Parmi les propositions les plus marquantes, INVISIBLE reconstitue en 3D plusieurs lieux culturels détruits. À partir d’archives et de témoignages, ces espaces réapparaissent sans être restaurés : le manque demeure visible. Le lancement du nouveau Sahab Museum prolonge ce geste sous une forme élargie, ouverte à d’autres collectifs et pensée selon une organisation horizontale.

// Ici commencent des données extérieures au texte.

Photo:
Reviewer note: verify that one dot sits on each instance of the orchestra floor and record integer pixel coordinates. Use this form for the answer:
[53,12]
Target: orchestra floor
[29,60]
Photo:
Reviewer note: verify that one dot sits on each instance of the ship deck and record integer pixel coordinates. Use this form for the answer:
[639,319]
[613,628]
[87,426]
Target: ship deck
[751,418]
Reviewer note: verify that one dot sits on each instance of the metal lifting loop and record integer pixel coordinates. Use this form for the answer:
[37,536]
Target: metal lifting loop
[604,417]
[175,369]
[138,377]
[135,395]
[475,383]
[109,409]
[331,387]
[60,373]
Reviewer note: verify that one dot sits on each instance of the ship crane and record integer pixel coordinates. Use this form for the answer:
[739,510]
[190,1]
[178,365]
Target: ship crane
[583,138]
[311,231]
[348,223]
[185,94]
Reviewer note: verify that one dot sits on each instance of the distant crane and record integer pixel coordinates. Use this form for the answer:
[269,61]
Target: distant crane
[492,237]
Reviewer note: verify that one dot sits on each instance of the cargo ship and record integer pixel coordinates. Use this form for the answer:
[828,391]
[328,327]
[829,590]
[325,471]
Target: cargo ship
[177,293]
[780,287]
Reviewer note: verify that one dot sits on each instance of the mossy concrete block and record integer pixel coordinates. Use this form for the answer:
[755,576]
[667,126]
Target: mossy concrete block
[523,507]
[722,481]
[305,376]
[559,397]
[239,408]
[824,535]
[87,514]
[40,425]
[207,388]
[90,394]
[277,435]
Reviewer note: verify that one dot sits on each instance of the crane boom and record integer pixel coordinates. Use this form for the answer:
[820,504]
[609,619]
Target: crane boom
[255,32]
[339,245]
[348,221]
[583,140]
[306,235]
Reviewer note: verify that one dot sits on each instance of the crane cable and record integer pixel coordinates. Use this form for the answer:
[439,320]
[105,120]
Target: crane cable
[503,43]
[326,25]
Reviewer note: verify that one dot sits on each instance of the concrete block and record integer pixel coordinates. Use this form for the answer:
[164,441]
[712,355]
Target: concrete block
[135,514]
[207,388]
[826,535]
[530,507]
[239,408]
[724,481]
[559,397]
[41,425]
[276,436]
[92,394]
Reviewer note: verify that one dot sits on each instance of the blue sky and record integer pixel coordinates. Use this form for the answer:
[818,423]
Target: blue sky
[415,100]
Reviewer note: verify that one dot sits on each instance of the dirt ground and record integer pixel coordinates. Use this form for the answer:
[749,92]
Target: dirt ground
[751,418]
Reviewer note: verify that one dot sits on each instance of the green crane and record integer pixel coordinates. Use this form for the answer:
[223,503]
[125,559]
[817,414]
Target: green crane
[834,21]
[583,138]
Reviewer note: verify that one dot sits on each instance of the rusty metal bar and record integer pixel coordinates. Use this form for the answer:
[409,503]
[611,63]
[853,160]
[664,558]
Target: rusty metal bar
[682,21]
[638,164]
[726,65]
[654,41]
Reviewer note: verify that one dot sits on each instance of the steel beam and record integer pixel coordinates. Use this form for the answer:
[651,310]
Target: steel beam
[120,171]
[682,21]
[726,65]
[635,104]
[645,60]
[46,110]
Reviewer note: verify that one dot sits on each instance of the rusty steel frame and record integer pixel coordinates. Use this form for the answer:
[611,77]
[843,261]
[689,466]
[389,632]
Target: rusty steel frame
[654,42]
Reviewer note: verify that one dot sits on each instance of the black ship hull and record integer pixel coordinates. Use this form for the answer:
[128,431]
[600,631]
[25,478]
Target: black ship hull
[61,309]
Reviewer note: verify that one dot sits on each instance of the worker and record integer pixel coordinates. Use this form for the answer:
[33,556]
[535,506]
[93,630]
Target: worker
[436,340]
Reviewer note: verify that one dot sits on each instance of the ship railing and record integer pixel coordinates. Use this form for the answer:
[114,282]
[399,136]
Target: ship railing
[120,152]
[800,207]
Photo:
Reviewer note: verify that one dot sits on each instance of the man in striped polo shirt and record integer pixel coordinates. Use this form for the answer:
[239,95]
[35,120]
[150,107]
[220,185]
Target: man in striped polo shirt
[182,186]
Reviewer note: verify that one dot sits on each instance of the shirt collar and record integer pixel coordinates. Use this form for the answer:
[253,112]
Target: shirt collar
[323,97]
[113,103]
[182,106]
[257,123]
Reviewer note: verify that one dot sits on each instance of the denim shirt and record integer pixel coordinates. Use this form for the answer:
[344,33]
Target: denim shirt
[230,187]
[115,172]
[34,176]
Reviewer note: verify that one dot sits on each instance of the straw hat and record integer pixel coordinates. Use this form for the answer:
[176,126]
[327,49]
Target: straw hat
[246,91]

Le festival accueillera également Gaza: A Collective Scene, une installation collaborative réalisée durant les deux jours par une nouvelle génération d’artistes palestinien·nes. Pensée comme une image fractionnée du territoire, l’œuvre mêlera dessins, projections et récits personnels. Des ateliers destinés aux adolescent·es ouvriront des espaces de création et de discussion, tandis qu’un hommage sera rendu à la diplomate palestinienne Leïla Shahid. En parallèle, une campagne de financement sera lancée pour permettre au projet de continuer à se développer au-delà du festival.


Ce que montre Sahab à la Gaîté Lyrique n’est pas une scène unifiée. C’est une pratique qui se construit sous contrainte, qui s’organise autrement. Une manière de rappeler que la création palestinienne, loin d’être figée, continue de se déployer, malgré l’adversité et les forces qui veulent l’annihiler.